Gene coexpression networks (GCNs) provide a useful representation of coordinated gene activity, but their reconstruction from single-cell RNA sequencing (scRNA-seq) data is challenged by high dimensionality, sparsity and heterogeneous noise. Most existing approaches rely on marginal correlation or machine-learning regressors, which tend to capture indirect associations and typically lack rigorous statistical error control.We propose dGGAPM (Direct Gene--Gene Associations via Precision Matrix), a precision-matrix-based framework for inferring direct gene--gene associations from scRNA-seq data. dGGAPM employs node-wise sparse regression to estimate partial correlations between genes, and then applies an adaptive thresholding rule derived from high-dimensional asymptotic theory to obtain a sparse network under a pre-specified false discovery rate (FDR).
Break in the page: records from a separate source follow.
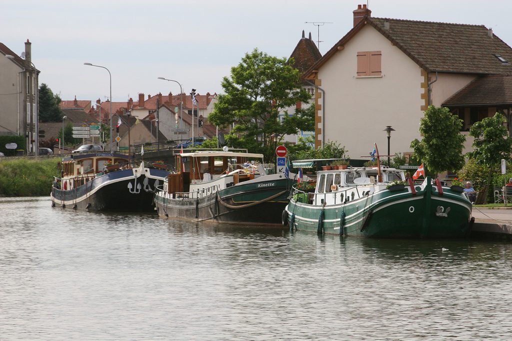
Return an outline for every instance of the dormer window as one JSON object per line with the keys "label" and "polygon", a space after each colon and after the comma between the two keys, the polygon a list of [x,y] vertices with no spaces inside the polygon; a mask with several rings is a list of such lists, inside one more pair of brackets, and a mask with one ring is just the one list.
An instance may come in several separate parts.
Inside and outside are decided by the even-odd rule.
{"label": "dormer window", "polygon": [[504,58],[503,57],[502,57],[501,55],[494,55],[494,56],[495,57],[497,58],[498,60],[503,64],[509,64],[508,62],[507,61],[507,60]]}

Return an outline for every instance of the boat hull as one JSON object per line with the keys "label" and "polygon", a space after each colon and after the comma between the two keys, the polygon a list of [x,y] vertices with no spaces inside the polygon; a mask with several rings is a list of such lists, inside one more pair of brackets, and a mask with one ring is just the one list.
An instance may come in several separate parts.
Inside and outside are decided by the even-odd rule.
{"label": "boat hull", "polygon": [[[153,212],[156,185],[168,172],[142,169],[113,172],[69,190],[52,188],[52,204],[91,211]],[[142,174],[141,174],[142,173]]]}
{"label": "boat hull", "polygon": [[415,194],[408,188],[398,193],[385,190],[323,208],[292,198],[286,208],[287,220],[294,230],[356,237],[445,238],[467,235],[471,225],[471,203],[461,193],[443,189],[447,190],[440,195],[432,189],[429,187]]}
{"label": "boat hull", "polygon": [[288,203],[292,184],[292,180],[286,179],[242,184],[191,198],[160,191],[155,194],[155,202],[159,215],[163,217],[224,223],[281,225],[281,213]]}

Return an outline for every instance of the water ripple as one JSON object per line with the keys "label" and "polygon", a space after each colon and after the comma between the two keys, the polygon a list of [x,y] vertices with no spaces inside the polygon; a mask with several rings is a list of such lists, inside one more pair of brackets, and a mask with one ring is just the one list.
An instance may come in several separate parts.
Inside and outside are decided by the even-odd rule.
{"label": "water ripple", "polygon": [[509,339],[509,243],[376,240],[0,198],[0,339]]}

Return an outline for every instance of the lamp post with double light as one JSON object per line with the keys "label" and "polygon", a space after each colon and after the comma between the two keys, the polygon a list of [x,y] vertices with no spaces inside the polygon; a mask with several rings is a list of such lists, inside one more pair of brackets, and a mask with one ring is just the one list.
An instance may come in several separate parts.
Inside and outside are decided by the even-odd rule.
{"label": "lamp post with double light", "polygon": [[391,132],[394,131],[395,129],[391,128],[391,126],[386,126],[386,129],[382,131],[386,131],[386,136],[388,137],[388,167],[391,165],[391,159],[390,158],[390,140],[391,139]]}
{"label": "lamp post with double light", "polygon": [[94,64],[91,64],[91,63],[84,63],[83,65],[87,65],[90,66],[96,66],[96,67],[101,67],[102,69],[104,69],[109,72],[109,77],[110,78],[110,112],[109,113],[109,118],[110,123],[109,125],[110,126],[110,152],[113,153],[114,144],[112,143],[112,75],[110,73],[110,70],[105,66],[102,66],[99,65],[94,65]]}
{"label": "lamp post with double light", "polygon": [[66,115],[62,116],[62,137],[60,139],[60,142],[62,143],[62,148],[60,149],[60,153],[64,153],[64,119],[68,118],[68,117]]}
{"label": "lamp post with double light", "polygon": [[[166,80],[169,82],[174,82],[175,83],[177,83],[178,85],[180,86],[180,118],[181,119],[180,122],[180,128],[181,128],[183,126],[183,118],[182,115],[183,115],[183,89],[181,87],[181,84],[178,81],[174,80],[174,79],[167,79],[167,78],[164,78],[163,77],[158,77],[158,79],[161,79],[162,80]],[[194,114],[194,110],[193,109],[193,115]]]}

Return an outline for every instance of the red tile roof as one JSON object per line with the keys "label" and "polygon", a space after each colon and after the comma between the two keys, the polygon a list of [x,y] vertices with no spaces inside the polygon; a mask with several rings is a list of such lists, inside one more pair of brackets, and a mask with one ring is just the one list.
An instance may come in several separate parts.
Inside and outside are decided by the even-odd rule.
{"label": "red tile roof", "polygon": [[306,76],[310,76],[367,24],[428,72],[512,73],[512,67],[495,55],[500,55],[512,62],[512,49],[483,25],[365,16],[308,70]]}
{"label": "red tile roof", "polygon": [[290,56],[290,58],[292,58],[295,60],[293,66],[301,73],[304,73],[322,58],[322,54],[310,37],[305,37],[304,31],[303,31],[302,38]]}
{"label": "red tile roof", "polygon": [[479,77],[443,103],[444,106],[512,106],[512,76]]}

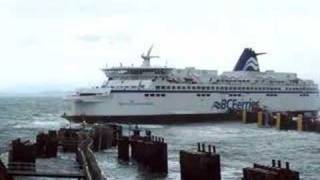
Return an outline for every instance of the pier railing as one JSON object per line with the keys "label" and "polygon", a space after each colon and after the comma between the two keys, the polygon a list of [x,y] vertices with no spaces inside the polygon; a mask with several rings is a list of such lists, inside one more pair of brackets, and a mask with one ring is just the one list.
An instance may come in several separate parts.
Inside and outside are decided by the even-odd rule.
{"label": "pier railing", "polygon": [[91,150],[93,140],[86,137],[78,146],[77,159],[83,167],[86,180],[105,180],[96,158]]}

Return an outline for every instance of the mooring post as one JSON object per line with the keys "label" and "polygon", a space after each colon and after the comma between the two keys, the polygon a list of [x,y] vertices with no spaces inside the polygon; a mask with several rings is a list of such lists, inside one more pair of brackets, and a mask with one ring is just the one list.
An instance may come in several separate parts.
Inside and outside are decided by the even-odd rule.
{"label": "mooring post", "polygon": [[[209,147],[215,149],[213,145]],[[220,155],[182,150],[180,151],[180,173],[182,180],[221,180]]]}
{"label": "mooring post", "polygon": [[118,139],[118,158],[129,161],[129,137],[123,136]]}

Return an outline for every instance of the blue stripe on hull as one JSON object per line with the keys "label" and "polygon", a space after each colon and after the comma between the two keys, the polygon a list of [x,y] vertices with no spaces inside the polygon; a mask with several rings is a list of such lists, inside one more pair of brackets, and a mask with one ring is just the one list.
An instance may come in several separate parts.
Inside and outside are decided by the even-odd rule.
{"label": "blue stripe on hull", "polygon": [[221,94],[319,94],[319,92],[290,91],[157,91],[157,90],[112,90],[112,93],[221,93]]}

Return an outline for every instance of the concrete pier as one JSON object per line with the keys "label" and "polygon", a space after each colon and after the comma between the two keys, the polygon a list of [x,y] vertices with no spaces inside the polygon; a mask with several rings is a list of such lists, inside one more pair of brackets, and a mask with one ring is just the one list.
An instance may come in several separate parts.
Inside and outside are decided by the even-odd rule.
{"label": "concrete pier", "polygon": [[[90,134],[92,134],[91,132],[96,133],[95,129],[91,131],[85,129],[60,129],[58,132],[49,131],[48,134],[38,134],[37,143],[35,144],[29,141],[22,142],[20,139],[12,141],[8,168],[0,162],[0,179],[11,180],[11,177],[18,176],[85,180],[106,179],[91,149],[93,139]],[[76,160],[80,168],[78,172],[52,172],[50,170],[37,169],[37,156],[40,158],[56,157],[58,145],[63,147],[63,152],[73,152],[74,148],[76,148]]]}
{"label": "concrete pier", "polygon": [[299,173],[291,170],[288,162],[285,164],[282,167],[280,160],[272,160],[272,166],[254,164],[243,169],[243,180],[299,180]]}
{"label": "concrete pier", "polygon": [[49,131],[48,134],[39,133],[37,135],[37,157],[51,158],[57,157],[58,135],[56,131]]}
{"label": "concrete pier", "polygon": [[130,141],[132,159],[150,172],[168,173],[168,146],[163,138],[153,136],[151,140],[138,139],[137,134]]}
{"label": "concrete pier", "polygon": [[221,180],[220,155],[215,146],[197,146],[197,151],[180,151],[181,179]]}
{"label": "concrete pier", "polygon": [[35,171],[36,144],[20,139],[11,142],[9,150],[9,168],[19,171]]}
{"label": "concrete pier", "polygon": [[129,137],[122,136],[118,138],[118,158],[123,161],[129,161]]}

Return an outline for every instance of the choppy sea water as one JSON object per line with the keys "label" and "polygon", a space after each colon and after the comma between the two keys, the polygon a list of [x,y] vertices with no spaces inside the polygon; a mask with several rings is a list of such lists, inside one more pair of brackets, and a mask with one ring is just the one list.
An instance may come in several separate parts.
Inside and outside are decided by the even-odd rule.
{"label": "choppy sea water", "polygon": [[[60,116],[69,107],[60,97],[0,97],[0,152],[4,153],[15,138],[34,140],[39,131],[68,125]],[[180,179],[179,151],[195,149],[197,142],[216,145],[225,180],[240,179],[242,168],[254,162],[270,165],[272,159],[289,161],[302,179],[320,179],[320,134],[257,128],[255,124],[237,122],[143,127],[168,142],[168,176],[149,174],[135,163],[119,162],[116,149],[110,149],[96,153],[108,179]],[[70,161],[68,158],[59,161]]]}

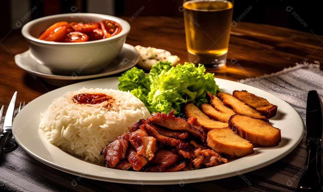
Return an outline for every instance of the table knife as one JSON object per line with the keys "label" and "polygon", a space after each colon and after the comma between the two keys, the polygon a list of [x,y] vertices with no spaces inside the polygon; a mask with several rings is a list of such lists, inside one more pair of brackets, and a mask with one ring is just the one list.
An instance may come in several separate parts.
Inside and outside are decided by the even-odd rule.
{"label": "table knife", "polygon": [[308,92],[306,106],[306,142],[307,156],[305,172],[298,183],[301,191],[323,190],[323,177],[321,173],[321,154],[323,116],[322,104],[317,92]]}
{"label": "table knife", "polygon": [[17,94],[17,92],[16,91],[10,101],[3,123],[3,130],[0,133],[0,157],[2,155],[2,150],[5,145],[12,136],[12,120],[16,104]]}

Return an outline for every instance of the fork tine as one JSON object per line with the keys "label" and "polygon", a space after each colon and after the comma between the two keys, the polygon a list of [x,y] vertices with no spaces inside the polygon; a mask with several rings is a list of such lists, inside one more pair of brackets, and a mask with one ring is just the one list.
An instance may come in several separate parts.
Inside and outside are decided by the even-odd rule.
{"label": "fork tine", "polygon": [[25,101],[23,103],[22,102],[20,102],[20,105],[19,105],[19,108],[18,109],[18,112],[20,112],[20,110],[23,107],[25,106]]}
{"label": "fork tine", "polygon": [[5,107],[5,106],[2,105],[2,106],[1,107],[1,109],[0,109],[0,118],[2,117],[2,114],[3,113],[3,108]]}

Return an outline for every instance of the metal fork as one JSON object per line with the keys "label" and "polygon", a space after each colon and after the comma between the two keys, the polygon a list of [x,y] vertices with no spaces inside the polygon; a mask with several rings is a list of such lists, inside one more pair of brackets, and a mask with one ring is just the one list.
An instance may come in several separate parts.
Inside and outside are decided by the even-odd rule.
{"label": "metal fork", "polygon": [[[20,112],[21,109],[25,106],[25,101],[23,102],[20,102],[20,105],[19,105],[19,108],[18,108],[18,112],[15,114],[14,116],[14,119],[15,117],[16,117],[16,116],[17,115],[18,113]],[[16,140],[15,140],[14,136],[12,136],[7,142],[5,144],[5,147],[4,147],[3,149],[2,150],[2,152],[3,153],[7,153],[7,152],[12,151],[18,148],[19,146],[17,142],[16,142]]]}

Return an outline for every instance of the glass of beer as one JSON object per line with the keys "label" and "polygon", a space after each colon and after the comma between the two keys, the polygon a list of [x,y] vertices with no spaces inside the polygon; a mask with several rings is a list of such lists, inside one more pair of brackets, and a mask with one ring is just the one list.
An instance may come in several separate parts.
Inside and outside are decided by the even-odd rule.
{"label": "glass of beer", "polygon": [[226,66],[233,0],[190,0],[183,4],[190,62],[207,68]]}

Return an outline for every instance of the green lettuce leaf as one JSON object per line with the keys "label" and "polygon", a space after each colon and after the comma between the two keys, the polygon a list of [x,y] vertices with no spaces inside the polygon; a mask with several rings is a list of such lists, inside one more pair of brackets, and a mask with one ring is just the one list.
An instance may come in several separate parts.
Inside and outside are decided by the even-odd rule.
{"label": "green lettuce leaf", "polygon": [[198,106],[207,102],[207,92],[215,94],[220,90],[214,74],[205,71],[201,64],[185,63],[172,67],[170,62],[160,61],[148,74],[135,67],[126,71],[118,78],[118,86],[141,100],[151,113],[167,113],[173,109],[176,115],[187,103]]}

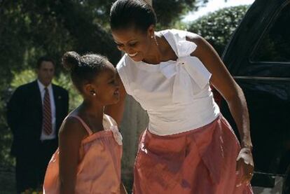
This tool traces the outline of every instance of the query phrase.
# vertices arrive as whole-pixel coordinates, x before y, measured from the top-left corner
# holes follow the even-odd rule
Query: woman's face
[[[134,27],[112,32],[118,49],[126,53],[136,62],[143,60],[150,53],[150,48],[154,43],[151,38],[153,35],[154,31],[151,27],[145,32]]]

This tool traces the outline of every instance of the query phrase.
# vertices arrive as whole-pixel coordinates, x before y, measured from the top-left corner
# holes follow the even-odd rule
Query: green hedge
[[[221,55],[249,6],[220,9],[189,23],[187,30],[204,37]]]

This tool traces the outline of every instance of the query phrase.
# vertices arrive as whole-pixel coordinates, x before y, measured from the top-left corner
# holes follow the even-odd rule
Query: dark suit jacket
[[[69,109],[69,95],[53,85],[55,104],[56,134]],[[42,130],[42,103],[37,81],[18,88],[7,106],[7,121],[13,134],[11,154],[33,153],[39,144]]]

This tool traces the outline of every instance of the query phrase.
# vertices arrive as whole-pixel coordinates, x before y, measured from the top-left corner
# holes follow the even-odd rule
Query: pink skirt
[[[221,115],[194,130],[158,136],[145,130],[134,169],[133,193],[249,194],[250,185],[237,187],[240,146]]]

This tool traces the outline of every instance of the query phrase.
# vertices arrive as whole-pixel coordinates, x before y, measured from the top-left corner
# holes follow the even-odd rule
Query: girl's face
[[[145,32],[134,27],[112,32],[118,49],[126,53],[136,62],[144,60],[150,53],[150,48],[155,43],[151,38],[153,35],[154,30],[151,27]]]
[[[119,85],[116,76],[116,71],[111,64],[102,70],[92,83],[96,88],[95,97],[104,106],[116,104],[119,101]]]

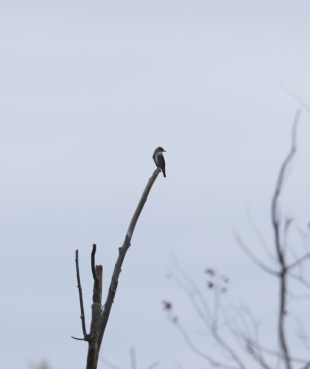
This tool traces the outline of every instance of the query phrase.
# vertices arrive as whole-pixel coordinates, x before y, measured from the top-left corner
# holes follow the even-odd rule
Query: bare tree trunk
[[[78,268],[78,250],[76,250],[75,263],[77,269],[77,277],[80,296],[82,327],[84,338],[77,338],[76,337],[72,337],[72,338],[75,339],[87,341],[88,342],[88,351],[87,354],[86,369],[96,369],[99,357],[99,352],[105,330],[109,319],[110,312],[112,307],[112,304],[114,301],[114,296],[116,292],[119,277],[121,271],[121,268],[123,262],[124,261],[126,253],[130,246],[131,237],[138,219],[147,199],[148,195],[149,193],[152,186],[160,171],[160,167],[159,167],[149,179],[148,182],[143,192],[142,196],[130,222],[128,230],[125,237],[124,243],[121,247],[119,248],[119,256],[115,263],[115,266],[112,275],[111,283],[109,289],[106,302],[103,307],[102,307],[101,304],[102,266],[102,265],[96,265],[95,267],[95,254],[96,253],[96,246],[95,244],[94,244],[93,245],[93,250],[91,254],[91,266],[94,283],[92,297],[93,304],[92,305],[92,320],[89,334],[87,333],[85,326],[82,288],[81,287],[81,283],[80,280],[80,272]]]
This yields a signed gene coexpression network in which edges correspond to statistically supported conditional dependencies, providing a principled alternative to ad hoc correlation cutoffs.We evaluate dGGAPM on three time-resolved scRNA-seq datasets covering human and mouse embryonic stem cells and mouse hematopoietic stem cells, using ChIP-seq–derived regulatory networks as proxies for ground truth. Across these benchmarks, dGGAPM achieves competitive or improved area under the ROC curve compared with several widely used methods (scLink, GENIE3, SCODE and GRNBoost2), and recovers biologically coherent modules enriched for processes such as lineage commitment, DNA replication and hematopoiesis. Case studies on key regulators including NANOG, SOX2 and GATA2 further illustrate that dGGAPM can reveal interpretable modules and hub genes. These results indicate that precision-matrix-based inference with explicit FDR control is a useful and robust strategy for reconstructing gene coexpression networks from single-cell transcriptomic data.